A policy that covers losses due to employment is known as "occupational coverage." A policy that does NOT cover losses due to employment is known as: Select one: a.Void b.Illegal c.Occupational d.Nonoccupational

d.Nonoccupational

Molly is injured in a work-related accident. Molly is considering filing a negligence lawsuit against her employer. Select one: a.Molly must make a decision to sue her employer or file a work comp claim - the choice is hers. b.Because work comp applies, Molly will not be eligible for Social Security if she is totally disabled. c.Molly may recover under Work Comp and sue her employer. d.Work Comp is Molly's sole remedy - she cannot win a lawsuit against the employer.

d.Work Comp is Molly's sole remedy - she cannot win a lawsuit against the employer.

Some insurance applicants are considered too risky and are not offered insurance. These are known as

declined risks

Social Security has a death benefit and also provides

disability income coverage - just like Life and Health policies. The same can be said for Work Comp in an occupational setting

The Social Security Disability Benefits coverage has an

elimination period of 5 months. This means that the person must be disabled for 5 months before starting to receive Disability Benefits.

Risk is defined as:

the chance of loss; or • the uncertainty of loss.

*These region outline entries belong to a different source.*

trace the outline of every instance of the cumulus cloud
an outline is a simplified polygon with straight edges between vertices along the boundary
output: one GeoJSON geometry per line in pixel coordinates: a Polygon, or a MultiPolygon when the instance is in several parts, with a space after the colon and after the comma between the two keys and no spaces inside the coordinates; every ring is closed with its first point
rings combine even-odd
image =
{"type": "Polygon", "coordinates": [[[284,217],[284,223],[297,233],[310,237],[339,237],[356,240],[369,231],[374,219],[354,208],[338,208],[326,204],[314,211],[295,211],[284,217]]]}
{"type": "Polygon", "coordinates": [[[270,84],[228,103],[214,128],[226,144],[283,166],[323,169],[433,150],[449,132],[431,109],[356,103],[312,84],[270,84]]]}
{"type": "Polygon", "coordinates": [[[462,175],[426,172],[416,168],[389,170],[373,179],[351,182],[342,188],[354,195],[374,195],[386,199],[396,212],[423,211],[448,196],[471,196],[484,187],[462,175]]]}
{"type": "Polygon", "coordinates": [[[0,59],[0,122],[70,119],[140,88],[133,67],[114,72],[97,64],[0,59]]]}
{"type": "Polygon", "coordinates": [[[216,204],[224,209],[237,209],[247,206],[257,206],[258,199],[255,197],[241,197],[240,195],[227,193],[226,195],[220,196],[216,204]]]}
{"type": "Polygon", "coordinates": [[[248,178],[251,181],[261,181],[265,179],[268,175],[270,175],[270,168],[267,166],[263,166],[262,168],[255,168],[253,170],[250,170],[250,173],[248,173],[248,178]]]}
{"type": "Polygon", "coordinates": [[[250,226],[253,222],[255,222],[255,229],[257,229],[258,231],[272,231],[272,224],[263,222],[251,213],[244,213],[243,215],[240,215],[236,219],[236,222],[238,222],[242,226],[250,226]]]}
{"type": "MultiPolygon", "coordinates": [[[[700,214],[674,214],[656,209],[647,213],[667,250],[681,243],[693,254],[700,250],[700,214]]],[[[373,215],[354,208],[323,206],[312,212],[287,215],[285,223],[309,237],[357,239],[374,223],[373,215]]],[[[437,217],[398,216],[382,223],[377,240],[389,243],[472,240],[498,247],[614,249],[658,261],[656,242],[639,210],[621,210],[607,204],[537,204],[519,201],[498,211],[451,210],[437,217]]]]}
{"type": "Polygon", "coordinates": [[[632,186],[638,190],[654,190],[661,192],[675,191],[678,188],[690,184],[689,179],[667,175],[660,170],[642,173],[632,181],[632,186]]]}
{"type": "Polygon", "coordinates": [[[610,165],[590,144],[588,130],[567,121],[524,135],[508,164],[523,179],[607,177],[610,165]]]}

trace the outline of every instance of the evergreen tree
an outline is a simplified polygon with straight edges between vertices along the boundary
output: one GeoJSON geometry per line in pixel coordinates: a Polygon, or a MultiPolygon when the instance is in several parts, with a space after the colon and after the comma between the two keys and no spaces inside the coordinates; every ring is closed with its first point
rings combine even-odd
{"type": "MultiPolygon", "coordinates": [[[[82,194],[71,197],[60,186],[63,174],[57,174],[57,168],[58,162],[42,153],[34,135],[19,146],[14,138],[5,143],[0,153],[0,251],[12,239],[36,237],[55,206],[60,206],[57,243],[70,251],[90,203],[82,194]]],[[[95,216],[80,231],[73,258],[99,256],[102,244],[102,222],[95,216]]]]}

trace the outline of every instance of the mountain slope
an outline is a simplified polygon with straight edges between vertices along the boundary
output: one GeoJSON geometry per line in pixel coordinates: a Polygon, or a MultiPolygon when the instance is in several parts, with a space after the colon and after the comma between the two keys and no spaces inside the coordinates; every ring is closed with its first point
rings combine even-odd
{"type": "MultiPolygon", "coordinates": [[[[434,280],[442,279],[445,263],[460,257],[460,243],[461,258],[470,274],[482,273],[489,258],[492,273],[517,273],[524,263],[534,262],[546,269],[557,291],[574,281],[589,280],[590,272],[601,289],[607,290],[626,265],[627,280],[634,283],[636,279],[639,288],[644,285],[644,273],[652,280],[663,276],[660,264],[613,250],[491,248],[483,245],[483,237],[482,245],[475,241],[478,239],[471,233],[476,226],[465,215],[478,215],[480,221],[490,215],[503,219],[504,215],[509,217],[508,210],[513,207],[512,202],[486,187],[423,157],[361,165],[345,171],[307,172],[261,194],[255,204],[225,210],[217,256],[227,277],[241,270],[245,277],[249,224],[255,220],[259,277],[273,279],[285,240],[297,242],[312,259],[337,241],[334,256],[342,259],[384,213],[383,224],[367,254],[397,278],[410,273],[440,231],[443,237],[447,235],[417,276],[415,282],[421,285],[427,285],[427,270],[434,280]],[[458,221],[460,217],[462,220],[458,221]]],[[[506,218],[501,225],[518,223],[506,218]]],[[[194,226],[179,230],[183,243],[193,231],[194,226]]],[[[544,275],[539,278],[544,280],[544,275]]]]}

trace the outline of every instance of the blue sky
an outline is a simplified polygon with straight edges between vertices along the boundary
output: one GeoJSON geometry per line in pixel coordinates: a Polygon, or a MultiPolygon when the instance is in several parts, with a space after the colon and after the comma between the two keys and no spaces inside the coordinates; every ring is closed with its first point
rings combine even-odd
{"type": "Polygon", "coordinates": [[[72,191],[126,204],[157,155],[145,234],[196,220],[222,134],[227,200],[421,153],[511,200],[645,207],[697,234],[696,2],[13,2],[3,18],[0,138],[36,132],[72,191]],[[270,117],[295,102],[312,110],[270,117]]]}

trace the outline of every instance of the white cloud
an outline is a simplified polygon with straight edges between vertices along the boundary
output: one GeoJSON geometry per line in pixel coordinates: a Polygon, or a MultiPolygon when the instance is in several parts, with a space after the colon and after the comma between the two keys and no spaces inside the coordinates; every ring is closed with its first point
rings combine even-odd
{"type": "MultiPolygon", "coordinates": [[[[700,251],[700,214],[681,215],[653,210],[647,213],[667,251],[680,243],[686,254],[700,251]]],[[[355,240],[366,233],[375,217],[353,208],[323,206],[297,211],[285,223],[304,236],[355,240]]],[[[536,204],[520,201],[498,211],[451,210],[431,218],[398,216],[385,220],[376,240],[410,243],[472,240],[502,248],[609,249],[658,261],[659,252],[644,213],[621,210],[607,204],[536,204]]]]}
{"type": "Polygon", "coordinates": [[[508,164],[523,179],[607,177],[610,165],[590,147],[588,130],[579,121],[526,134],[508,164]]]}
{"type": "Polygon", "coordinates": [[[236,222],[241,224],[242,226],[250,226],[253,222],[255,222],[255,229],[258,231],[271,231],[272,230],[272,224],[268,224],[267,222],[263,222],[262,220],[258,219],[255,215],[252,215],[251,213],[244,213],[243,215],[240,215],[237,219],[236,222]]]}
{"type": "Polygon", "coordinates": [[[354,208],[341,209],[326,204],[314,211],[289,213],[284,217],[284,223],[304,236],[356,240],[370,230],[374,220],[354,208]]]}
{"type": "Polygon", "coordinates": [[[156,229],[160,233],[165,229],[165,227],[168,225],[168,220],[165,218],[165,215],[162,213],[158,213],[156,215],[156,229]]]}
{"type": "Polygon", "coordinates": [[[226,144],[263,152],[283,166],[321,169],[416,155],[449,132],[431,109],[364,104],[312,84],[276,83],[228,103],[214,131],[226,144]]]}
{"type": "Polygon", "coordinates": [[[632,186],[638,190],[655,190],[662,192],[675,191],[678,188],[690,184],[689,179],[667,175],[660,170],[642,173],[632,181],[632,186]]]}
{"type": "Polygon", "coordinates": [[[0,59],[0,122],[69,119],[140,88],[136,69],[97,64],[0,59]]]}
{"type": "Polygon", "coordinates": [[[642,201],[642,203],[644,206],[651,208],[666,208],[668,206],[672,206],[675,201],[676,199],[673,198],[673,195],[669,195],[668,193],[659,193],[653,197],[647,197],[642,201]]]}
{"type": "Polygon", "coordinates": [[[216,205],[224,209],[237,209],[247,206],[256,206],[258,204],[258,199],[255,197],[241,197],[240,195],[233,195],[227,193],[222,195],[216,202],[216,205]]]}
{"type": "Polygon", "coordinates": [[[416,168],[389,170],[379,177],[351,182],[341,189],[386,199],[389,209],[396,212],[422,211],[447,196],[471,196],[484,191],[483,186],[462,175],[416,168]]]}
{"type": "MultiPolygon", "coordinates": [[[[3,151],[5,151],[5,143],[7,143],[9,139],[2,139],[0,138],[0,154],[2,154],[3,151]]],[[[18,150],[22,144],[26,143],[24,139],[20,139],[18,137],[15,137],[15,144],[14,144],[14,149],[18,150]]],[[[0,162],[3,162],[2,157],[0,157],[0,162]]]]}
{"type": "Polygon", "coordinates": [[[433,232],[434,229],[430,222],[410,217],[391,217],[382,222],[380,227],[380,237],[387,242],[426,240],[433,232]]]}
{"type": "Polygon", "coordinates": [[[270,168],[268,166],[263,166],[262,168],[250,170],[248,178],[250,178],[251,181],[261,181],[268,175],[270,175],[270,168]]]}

The Law of Large Numbers is

the mathematical concept that makes it easier to predict losses if we have a large number of Insureds. It is easier for a large insurance company with millions of policyholders to predict its annual losses than for a small company with only a few hundred policyholders. Increase the client pool to several thousand or million Insureds, and the likelihood of almost any loss can be predicted with surprising accuracy, thanks to the Law of Large Numbers.

Primary Insurance Amount (PIA).

the more a worker has paid into Social Security, the more the worker (or dependents) will get out of it. Once the average monthly figure has been determined, this amount is plugged into a formula that calculates the full retirement benefit to which the worker will be entitled at age 65. This number is called PIA. The Primary Insurance Amount becomes the basis for calculating all other benefits. The PIA is considered to be the full or 100 percent benefit, and any other benefits paid will be percentages of this number.

There are three main OASDI benefits:

• Retirement Benefits; • Disability Income Benefits; and • Survivor Benefits.